En son mutfağa beraber girdiklerinde yaşadıkları faciayı hatırlayınca gülmesine engel olamadı.
Sezin bakışlarını Beril'e çevirdi. Ne olduğunu merak etmişti.
"Keki yaktığımız gün aklıma geldi."
"Bu sefer o kadar acemi değilim."
"Göreceğiz."
Sezin gözlerini kısarak Beril'e baktı. Bir şey söylemeden yemekle ilgilenmeye başladı.
Mantarları sotelerken arkasından beline sarılan kollar dikkatini dağıtmayı başarmıştı. Omzunda hissettiği ağırlıkla Beril'in başını koyduğunu anlamıştı. Gözlerini kapatıp derin bir iç geçirdi. Uzun bir süre böyle sarılarak kalabilirdi ama Beril'in oyununa kanmayacaktı.
"Beril dikkatimi dağıtıyorsun. Yemek kötü olursa senin yüzünden."
Beril Sezin'in yanağını öpüp geri çekildi.

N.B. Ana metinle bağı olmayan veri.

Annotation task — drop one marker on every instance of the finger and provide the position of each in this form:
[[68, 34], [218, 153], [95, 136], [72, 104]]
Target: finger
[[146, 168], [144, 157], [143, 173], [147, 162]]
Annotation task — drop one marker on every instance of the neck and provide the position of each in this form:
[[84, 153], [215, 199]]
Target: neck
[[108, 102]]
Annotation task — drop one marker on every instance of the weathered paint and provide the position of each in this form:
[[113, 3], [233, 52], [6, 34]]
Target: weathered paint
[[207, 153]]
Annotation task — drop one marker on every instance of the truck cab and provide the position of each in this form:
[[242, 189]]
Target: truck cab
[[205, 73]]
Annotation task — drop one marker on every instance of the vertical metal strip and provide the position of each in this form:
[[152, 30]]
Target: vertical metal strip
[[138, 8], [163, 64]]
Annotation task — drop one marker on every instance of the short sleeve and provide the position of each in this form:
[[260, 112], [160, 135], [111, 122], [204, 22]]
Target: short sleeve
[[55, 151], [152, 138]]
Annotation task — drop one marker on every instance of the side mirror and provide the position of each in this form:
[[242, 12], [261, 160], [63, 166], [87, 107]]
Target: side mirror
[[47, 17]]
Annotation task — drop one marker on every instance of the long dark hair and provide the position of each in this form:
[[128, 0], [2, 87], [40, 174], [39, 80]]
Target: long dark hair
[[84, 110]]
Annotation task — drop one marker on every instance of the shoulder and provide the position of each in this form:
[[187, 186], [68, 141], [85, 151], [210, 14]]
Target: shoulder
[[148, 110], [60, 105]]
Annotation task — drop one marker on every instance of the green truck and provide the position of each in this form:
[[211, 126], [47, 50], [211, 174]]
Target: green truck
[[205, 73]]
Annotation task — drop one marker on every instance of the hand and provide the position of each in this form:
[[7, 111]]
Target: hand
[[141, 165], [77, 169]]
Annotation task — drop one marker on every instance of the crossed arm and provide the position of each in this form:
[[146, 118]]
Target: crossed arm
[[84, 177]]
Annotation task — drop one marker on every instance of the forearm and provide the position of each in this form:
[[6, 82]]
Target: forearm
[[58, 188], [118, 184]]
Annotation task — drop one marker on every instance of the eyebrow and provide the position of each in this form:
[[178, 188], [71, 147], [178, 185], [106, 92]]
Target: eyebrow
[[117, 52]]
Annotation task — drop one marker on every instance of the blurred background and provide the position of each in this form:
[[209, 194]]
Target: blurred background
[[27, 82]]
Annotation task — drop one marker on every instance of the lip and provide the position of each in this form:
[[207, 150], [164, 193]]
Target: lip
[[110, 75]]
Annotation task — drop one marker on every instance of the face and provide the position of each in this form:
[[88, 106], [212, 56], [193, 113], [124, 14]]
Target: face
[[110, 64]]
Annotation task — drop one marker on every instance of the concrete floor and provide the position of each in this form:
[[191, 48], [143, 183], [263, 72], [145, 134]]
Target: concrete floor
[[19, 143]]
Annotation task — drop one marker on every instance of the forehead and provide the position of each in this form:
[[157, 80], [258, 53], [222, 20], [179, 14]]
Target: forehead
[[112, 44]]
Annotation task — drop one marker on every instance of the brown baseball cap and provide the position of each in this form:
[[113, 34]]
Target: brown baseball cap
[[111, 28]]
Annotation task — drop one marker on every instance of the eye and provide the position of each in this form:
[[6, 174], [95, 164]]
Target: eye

"Tamam tamam özür dilerim."
Sezin omzunun üstünden Beril'in tatlı yüz ifadesine baktı.
"Özür dileme. Salatayı yap."
Beril dolaptan çıkardığı malzemeleri suda yıkayıp tabağın içine doğramaya başladı. Yarım saat sonra her şey hazırdı.
Beraber yemeğe başladıklarında Beril çok acıktığını hissetmişti. Hemen tadına baktı. Lezzetliydi. Hem de çok.

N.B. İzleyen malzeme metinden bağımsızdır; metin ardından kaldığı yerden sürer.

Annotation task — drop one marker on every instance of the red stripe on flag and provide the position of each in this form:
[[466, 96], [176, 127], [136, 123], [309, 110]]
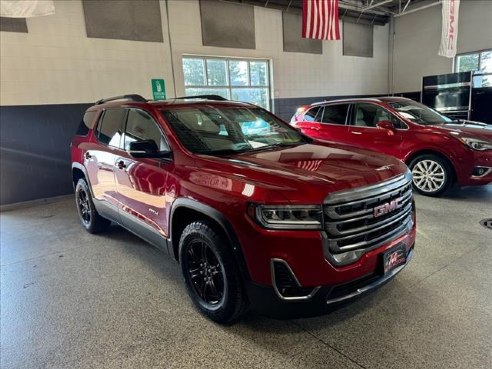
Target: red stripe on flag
[[320, 19]]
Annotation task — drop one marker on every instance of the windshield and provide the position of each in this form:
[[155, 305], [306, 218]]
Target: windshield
[[208, 130], [419, 113]]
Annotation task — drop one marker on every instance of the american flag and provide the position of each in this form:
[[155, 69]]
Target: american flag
[[320, 19]]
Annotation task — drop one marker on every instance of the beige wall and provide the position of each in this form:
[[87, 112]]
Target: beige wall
[[418, 35], [56, 63]]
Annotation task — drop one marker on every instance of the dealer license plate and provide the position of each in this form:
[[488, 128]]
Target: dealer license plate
[[394, 258]]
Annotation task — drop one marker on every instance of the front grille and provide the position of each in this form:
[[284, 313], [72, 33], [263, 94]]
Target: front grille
[[368, 217]]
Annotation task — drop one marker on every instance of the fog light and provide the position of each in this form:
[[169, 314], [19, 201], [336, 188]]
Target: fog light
[[480, 171]]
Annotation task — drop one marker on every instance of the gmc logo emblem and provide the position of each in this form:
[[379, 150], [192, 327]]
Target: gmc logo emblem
[[388, 207]]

"Nasıl olmuş?" diye sordu Sezin. Beril'in beğenip beğenmediğini merak ediyordu.
"... biraz şey olmuş."
Beril'in yüzünü buruşturduğunu görünce korktu.
"Ne olmuş?"
"Lezzetli."
Sezin bir an Beril'in başka bir şey söyleyeceğini sanmıştı. "Çok kötüsün."
Beril güldü. Sezin'in masanın üzerindeki eline uzandı. "Güzel olmasa bile severek yerdim."